掃除の前に、台所の標準装備についてちょっと書いてみます。

<ふきんと台拭き>

ふきんは3種類用意しています。手ふき用とまな板用、お皿拭き用。この中でもっともきれいなのはお皿拭き用。基本的に微生物はついていないふきん、と考えています。まな板用は、もっぱら洗った後のまな板の水気を拭き取るもの。これはひょっとすると何らかの微生物がついているかもしれないふきん。そして手ふき用はもっとも雑菌がつきやすい、ついている可能性の高いふきん、と考えています。

子どもが5歳になるくらいまではこれらのふきんを全て毎日変えていました。今は汚れたな、と思ったら変えますが、早くて3日くらい、うっかりすると1週間そのままだったりして、反省してます。私は少なくとも台所のふきんはこの3種類用意するべきと思います。そこまでしないとしても、少なくとも一つは食べる直前の食材に触ったとしても問題ないくらいの清潔なものであるべきです。

台拭きもテーブル拭き用と調理台用、の2種類用意しています。テーブル拭き用は食卓まわり。基本的に清潔なもの。調理台用では生鮮品からの微生物が拭き取られている可能性を常に考えて、マメに洗剤で洗います。夜、最後にはなるべく乾燥させています。

<まな板>

面倒ですが、最低2種類、できれば3種類用意するとよいかと思います。1枚はパン、果物類、ハーブ、薬味など、切ってそのまま口に入れるもの用。そしてその他のまな板。私はその他のまな板も、肉魚類と野菜でまな板を分けています。 

以上の基本装備を確認したら、いよいよ掃除と参りましょう。

あ)まずシンクの排水口に溜めた生ゴミは毎日捨てる。一日の生ゴミは夜にはまとめて捨てる。ゴミの日が決まっているときには密閉して溜めておく。

い)夜にはシンクの皿洗いは必須。少なくとも1日以上溜めない。

う)使用した食器は水ですすいで水を張ってシンクに置いておく。油が沢山ついているものはティッシュなどで拭き取って水を張り、洗剤を一滴たらしておく。油の付いたものとその他のものを区別しておく。

え)まずは油の付いていないものから洗う。だんだんに油の付いたものを洗って行く。 

私は基本的にスポンジは一つです。お皿洗いからシンク、油物まで全て一つで大丈夫。きちんとした毎日の管理がなされていれば、一つのスポンジで全く問題ありません。

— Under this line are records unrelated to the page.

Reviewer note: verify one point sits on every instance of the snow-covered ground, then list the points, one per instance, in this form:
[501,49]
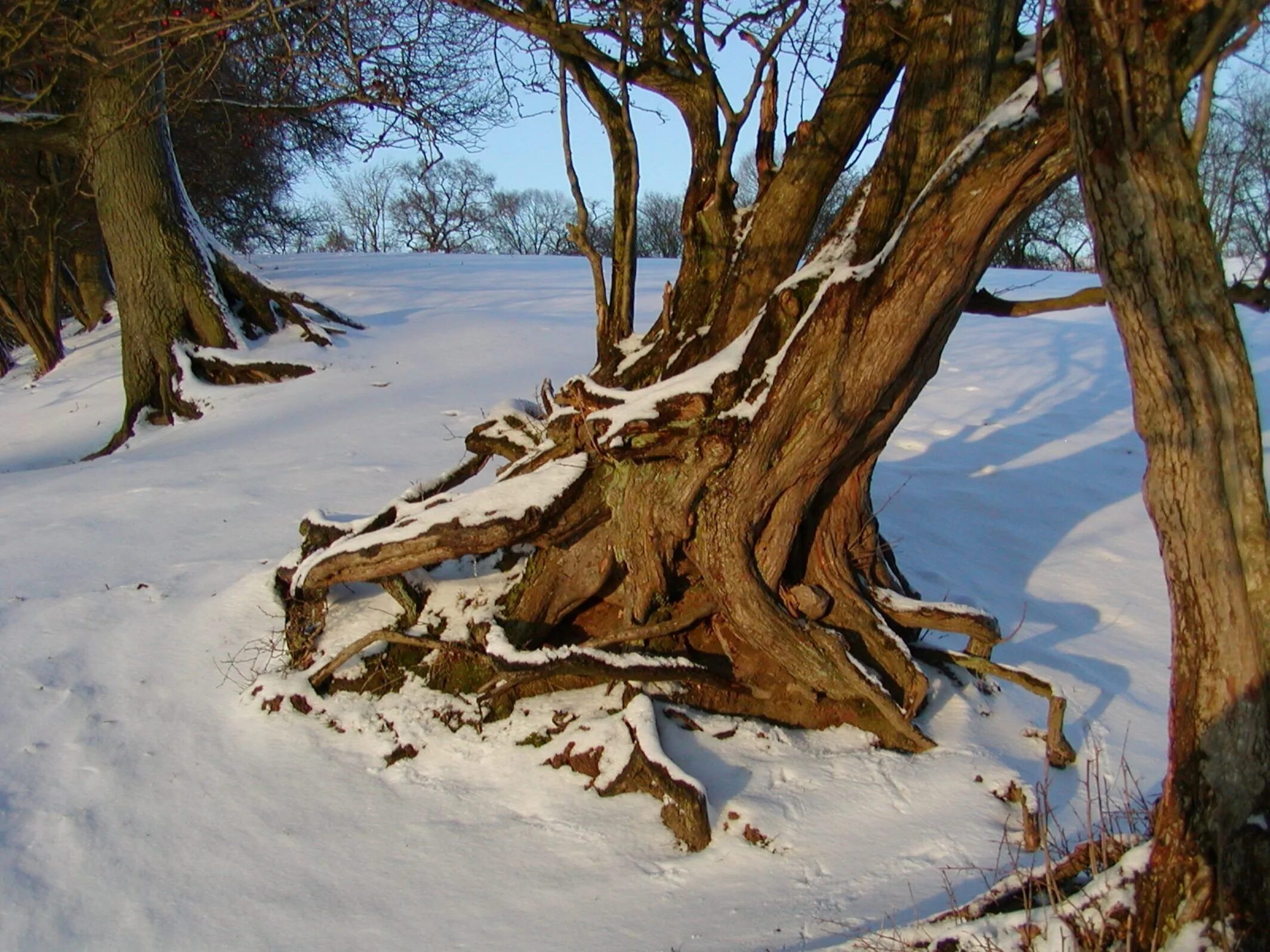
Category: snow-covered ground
[147,804]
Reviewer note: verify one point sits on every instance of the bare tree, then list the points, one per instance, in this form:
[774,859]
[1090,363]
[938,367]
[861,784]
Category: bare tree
[1053,238]
[701,508]
[95,82]
[1195,408]
[365,202]
[659,226]
[530,222]
[445,206]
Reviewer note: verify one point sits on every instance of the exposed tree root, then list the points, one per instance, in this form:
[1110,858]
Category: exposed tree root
[647,769]
[1058,750]
[616,584]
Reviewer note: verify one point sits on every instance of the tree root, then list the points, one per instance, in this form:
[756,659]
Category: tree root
[647,771]
[1058,750]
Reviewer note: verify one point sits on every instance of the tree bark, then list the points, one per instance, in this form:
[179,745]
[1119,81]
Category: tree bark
[45,342]
[726,532]
[177,292]
[1197,412]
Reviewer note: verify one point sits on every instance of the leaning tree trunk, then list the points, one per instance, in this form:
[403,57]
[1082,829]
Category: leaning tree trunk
[1197,412]
[711,533]
[28,320]
[93,282]
[178,292]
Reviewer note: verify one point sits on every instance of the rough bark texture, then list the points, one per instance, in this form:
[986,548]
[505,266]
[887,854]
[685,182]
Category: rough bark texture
[698,516]
[1197,412]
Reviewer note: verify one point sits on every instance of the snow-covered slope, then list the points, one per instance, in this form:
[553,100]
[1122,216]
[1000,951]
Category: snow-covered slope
[145,804]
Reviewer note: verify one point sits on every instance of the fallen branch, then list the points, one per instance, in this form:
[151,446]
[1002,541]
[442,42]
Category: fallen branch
[981,628]
[984,301]
[1058,752]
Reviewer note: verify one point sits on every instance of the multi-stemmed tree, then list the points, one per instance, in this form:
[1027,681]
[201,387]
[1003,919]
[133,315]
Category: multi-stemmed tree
[698,508]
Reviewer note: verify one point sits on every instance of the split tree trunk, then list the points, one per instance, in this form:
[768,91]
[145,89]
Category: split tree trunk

もちろん水仕事の最後にはスポンジを洗剤で洗っておきます。 

排水口の奥を洗うブラシは専用のものを用意しています。ときどき汚れが気になったらブラシで洗います。市販の納豆菌などの溶液をたまに夜排水口へ入れておくことをしますと排水口奥の汚れもさらさらとした泥のようで、ブラシでさ~っと洗い落とせます。 

食器、鍋類、その他の洗浄が終わったら、ガス台の周りを油汚れ取りシート(いろいろ市販のものがあります)と調理台用台拭きで掃除。その後、テーブル拭きとともに食器用洗剤で洗っておきます。この最後のふきん洗いをさぼるのはだめだめです。汚れたままですと乾かない→細菌増殖。大変なことになります。経験があるから分かることなんですが。。 

(2)トイレ

ここは余り説明は必要ないかもしれません。最低週1回はお掃除しましょう。几帳面な方でしたら毎日されるかもしれません。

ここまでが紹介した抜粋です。